Mr. PATTERSON. We will give it most serious thought and submit it, Mr. Chairman. Thank you.

(The material requested above was subsequently received and is as follows:)

Hon. JOHN L. MCCLELLAN,

KIRKLAND, ELLIS, HODSON, CHAFETZ & MASTERS,

Washington, D.C., April 3, 1967.

Chairman, Subcommittee on Patents, Trademarks, and Copyrights,
Senate Committee on the Judiciary,
Washington, D.C.

DEAR CHAIRMAN MCCLELLAN : During the course of this Subcommittee's public hearings on S. 597, I appeared together with Herbert J. Miller, Jr. to testify on March 17, 1967, on behalf of the sole domestic manufacturers of coin-operated phonographs, The Wurlitzer Company, The Seeburg Corp., Rock-Ola Manufacturing Co. and Rowe Manufacturing Co.

I welcome this opportunity to present my views in response to a specific inquiry to me by Acting Chairman, Senator Quentin N. Burdick on March 17, 1967, during the public hearings on S. 597. The question posed by the Senator was: "Assuming that this Committee has been persuaded that copyright owners are entitled to some royalties from coin-operated phonographs, what would you recommend as an appropriate amount of royalty?"

This letter constitutes my reply to the Senator's question. I would like to emphasize, however, that my comments, while reflecting the views of these manufacturers, may not necessarily coincide with the views of the jukebox operators themselves or their representatives.

An answer to Senator Burdick's question would be much simpler if there presently existed an industry which was similar to the jukebox industry in all significant respects and which was presently paying royalties to the performing rights societies. The rate paid by such an industry might provide a valid basis for the development of a reasonable royalty rate for the nation's jukebox operators.

Unfortunately, there simply is no industry which even approaches those requirements. The difficulty in developing a reasonable rate proposal is further complicated by the traditional secrecy with which the performing rights societies cloak the details of their receipts and disbursements. They disclose very little financial data from which I or anyone else can prepare any rate comparison with confidence. What little information I have gathered is unverified data from trade journals and general statements made at different times by counsel and their representatives of the performing rights societies. Without reliable data, any analysis of industry royalty rates by necessity can only be approximate and tentative.

Nonetheless, on the basis of the information available to me at this time, I have attempted to make a useful comparison. To begin, a recent issue of Billboard stated that ASCAP received $45,681,587 from licensing revenues in 1966, with $6,092,967 of that coming from overseas. The best figures I have from BMI is its admission of receipts of 40 per cent of ASCAP. No more specific data of their 1966 receipts has, to the best of my knowledge, been publicized. Neither society has disclosed any such data in their testimony before your Subcommittee.

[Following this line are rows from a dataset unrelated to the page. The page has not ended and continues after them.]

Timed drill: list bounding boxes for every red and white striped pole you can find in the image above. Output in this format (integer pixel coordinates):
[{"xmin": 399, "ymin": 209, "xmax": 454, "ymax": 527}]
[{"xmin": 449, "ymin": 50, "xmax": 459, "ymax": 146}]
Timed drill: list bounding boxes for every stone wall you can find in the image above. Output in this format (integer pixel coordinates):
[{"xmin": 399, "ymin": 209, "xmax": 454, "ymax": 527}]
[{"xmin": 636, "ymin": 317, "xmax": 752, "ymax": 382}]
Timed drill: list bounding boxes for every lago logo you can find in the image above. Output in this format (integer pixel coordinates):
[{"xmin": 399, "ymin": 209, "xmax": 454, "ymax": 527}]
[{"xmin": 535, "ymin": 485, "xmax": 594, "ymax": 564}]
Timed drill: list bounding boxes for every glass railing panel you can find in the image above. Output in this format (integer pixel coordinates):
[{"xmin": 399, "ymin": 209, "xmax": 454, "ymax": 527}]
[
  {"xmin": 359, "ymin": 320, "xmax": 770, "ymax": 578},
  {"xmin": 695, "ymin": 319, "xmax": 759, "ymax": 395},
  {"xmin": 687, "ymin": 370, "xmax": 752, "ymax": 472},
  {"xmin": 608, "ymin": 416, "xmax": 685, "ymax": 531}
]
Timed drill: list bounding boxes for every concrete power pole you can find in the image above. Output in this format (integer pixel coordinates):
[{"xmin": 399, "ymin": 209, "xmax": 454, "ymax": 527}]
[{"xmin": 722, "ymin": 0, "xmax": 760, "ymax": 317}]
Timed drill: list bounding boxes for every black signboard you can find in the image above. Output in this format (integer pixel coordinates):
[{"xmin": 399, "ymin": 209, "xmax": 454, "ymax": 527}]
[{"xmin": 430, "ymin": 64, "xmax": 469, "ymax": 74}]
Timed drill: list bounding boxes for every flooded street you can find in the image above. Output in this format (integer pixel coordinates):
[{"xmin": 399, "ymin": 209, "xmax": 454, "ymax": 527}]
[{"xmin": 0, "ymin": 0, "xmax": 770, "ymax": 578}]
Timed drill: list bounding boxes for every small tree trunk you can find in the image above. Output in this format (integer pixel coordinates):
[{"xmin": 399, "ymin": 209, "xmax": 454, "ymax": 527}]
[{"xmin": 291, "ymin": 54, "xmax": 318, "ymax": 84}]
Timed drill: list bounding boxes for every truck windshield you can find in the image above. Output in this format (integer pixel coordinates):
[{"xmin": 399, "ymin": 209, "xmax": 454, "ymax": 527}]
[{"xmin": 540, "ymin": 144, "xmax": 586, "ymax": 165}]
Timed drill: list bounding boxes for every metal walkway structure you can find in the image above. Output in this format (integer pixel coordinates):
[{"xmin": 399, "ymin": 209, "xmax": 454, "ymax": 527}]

A report of a House Select Committee on Small Business, following its investigation of ASCAP, disclosed that of the entire revenue received by it during the year 1957, 36.31% was from radio and 52.10% was from television, for a total of 88.41% from broadcasting.

Bars, grills, taverns, and restaurants contributed 3.10% of ASCAP's receipts; nightclubs and lounges, 2.7%; hotels, 1.54%; dance halls, ballrooms, and skating rinks, 1.0%; wired music, 1.09%, and symphonic and concert, 0.33%. Miscellaneous sources contributed 2.22%.

One industry's royalty rates which could be used for comparison purposes is the radio and television broadcasting industry. However, Herman Finkelstein in his testimony on March 20, 1967, before this Subcommittee indicated that "Broadcasters pay a little over 2 percent [of their adjusted gross revenues]". He did not mention that the radio industry is currently challenging in the Federal District Court for the Southern District of New York the present 2% rate which is claimed to be too high or in the face of this challenge ASCAP has voluntarily agreed to a reduction of the existing rate.